# Inclusion and Exclusion proofs in RSA accumulators

I am reading about RSA accumulators from this video and few other sources. I had a confusion whether the complete set is needed to construct a proof of inclusion/exclusion in an RSA accumulator or is it possible to create the proof of inclusion/exclusion just by knowing the accumulator root and the value for which membership/non-membership proof has to be provided. Can someone please clarify this?

## 1 Answer

Assuming you don't know the trapdoor of the accumulator.

The answer depends, if the value is already present in the accumulator, then you need all the elements to generate the witness. If it is to be added, then the witness is the accumulator value before the addition of the new value.

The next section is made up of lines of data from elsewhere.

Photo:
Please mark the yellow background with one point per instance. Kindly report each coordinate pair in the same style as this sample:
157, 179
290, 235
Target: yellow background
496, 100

eg. If you have elements $$S_1 = \{x_1, x_2, ... x_k\}$$, the accumulator is $$A_{S_1} = g^{\prod_{i=0}^k x_i}$$. Now if $$y_1$$ is to be added, the set will become $$S_2 = \{x_1, x_2, ... x_k, y_1\}$$ and the accumulator will become $$A_{S_2} = g^{{\prod_{i=0}^k x_i} . y_1}$$. The witness for $$y_1$$ is $$A_{S_1}$$.

But once you have witness for an element, updating the witness as the accumulator changes should take time proportional to changes in accumulator.